Alors que le championnat national est régulièrement le théâtre de faits de hooliganisme, «des affrontements ont éclaté samedi en centre-ville entre supporteurs» des deux clubs à l’issue du match, remporté 1-0 par le Raja, indiquent les quotidiens Al Massae et Libération.

«Ces échauffourées ont causé la mort, sur le coup, d’un citoyen (…) victime d’un fumigène lancé d’une estafette transportant des supporteurs rajaouis», ajoute Libération.

Selon le quotidien francophone, l’homme, originaire de la région d’Agadir (sud-ouest), se trouvait à Khouribga dans le cadre d’une visite familiale.

Un supporter interpellé

IL a été atteint tandis qu’il attendait un taxi en compagnie de son épouse et sa sœur, précise de son côté L’Opinion, selon qui le fumigène a explosé au niveau de sa gorge, «lacérant pharynx et veines jugulaires».

Le journal affirme que le «supporter» casablancais à l’origine du drame a «rapidement été interpellé» et qu’il est passible de un à cinq ans de prison.

«Les terrains de football sont devenus de véritables lieux de bataille où l’on s’en prend même aux forces de l’ordre», déplore-t-il néanmoins.

En 2013, des scènes de violences urbaines avaient éclaté après l’arrivée de supporteurs des FAR Rabat à Casablanca, en marge d’un match face au Raja.
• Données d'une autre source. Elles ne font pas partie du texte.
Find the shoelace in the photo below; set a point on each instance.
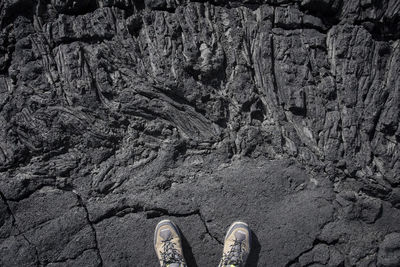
(235, 256)
(170, 254)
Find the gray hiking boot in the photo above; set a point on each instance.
(236, 245)
(167, 244)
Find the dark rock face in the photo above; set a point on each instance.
(116, 114)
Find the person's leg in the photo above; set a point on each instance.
(168, 245)
(236, 245)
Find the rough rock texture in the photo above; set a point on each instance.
(118, 113)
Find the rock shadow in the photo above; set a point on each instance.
(187, 252)
(254, 255)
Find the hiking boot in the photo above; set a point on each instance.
(236, 245)
(168, 246)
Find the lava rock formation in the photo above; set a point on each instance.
(116, 114)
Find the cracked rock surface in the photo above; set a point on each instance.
(116, 114)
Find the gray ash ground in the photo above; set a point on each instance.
(116, 114)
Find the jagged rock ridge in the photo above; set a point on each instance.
(117, 113)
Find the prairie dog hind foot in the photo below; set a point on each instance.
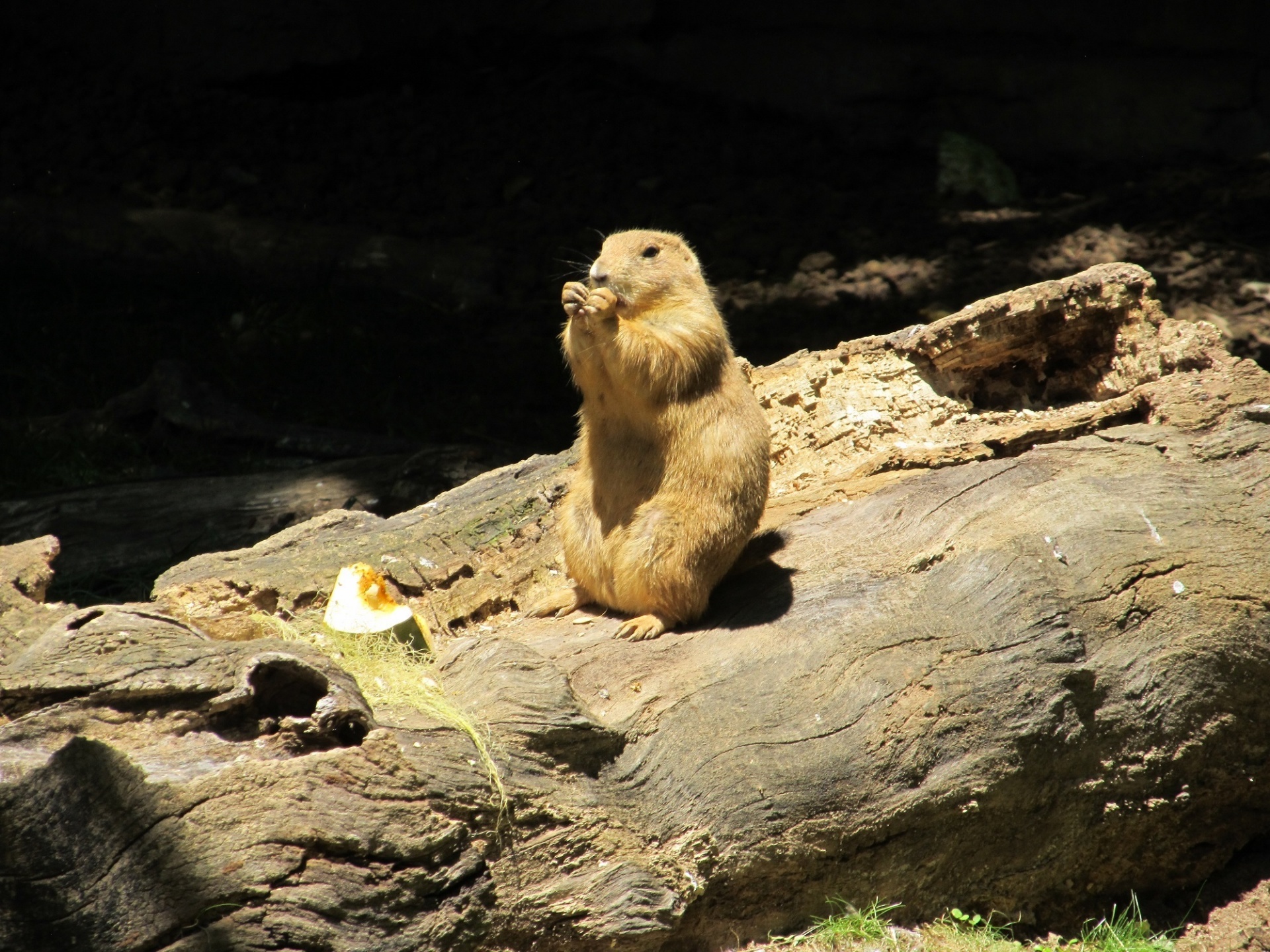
(643, 627)
(560, 602)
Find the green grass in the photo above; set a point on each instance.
(872, 928)
(390, 672)
(1126, 931)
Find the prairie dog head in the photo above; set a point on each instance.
(647, 267)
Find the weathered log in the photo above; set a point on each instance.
(1010, 654)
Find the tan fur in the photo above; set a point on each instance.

Plus de 200 personnes avaient été interpellées, et plus de 130 ont ensuite été condamnées.

Plus récemment, en octobre dernier, l’envahissement du terrain par des fans du même club des FAR avait tourné au pugilat. Au moins 20 personnes, dont des membres des forces de l’ordre, avaient été blessées et le club de Rabat avait été condamné à disputer quatre matches à huis clos.

Quelques mois plus tôt, au moins 25 personnes avaient été interpellées à Casablanca à la suite de l’agression de l’entraîneur et de joueurs du Wydad par plus de 200 hooligans, pour certains cagoulés et munis d’armes blanches, dont des sabres.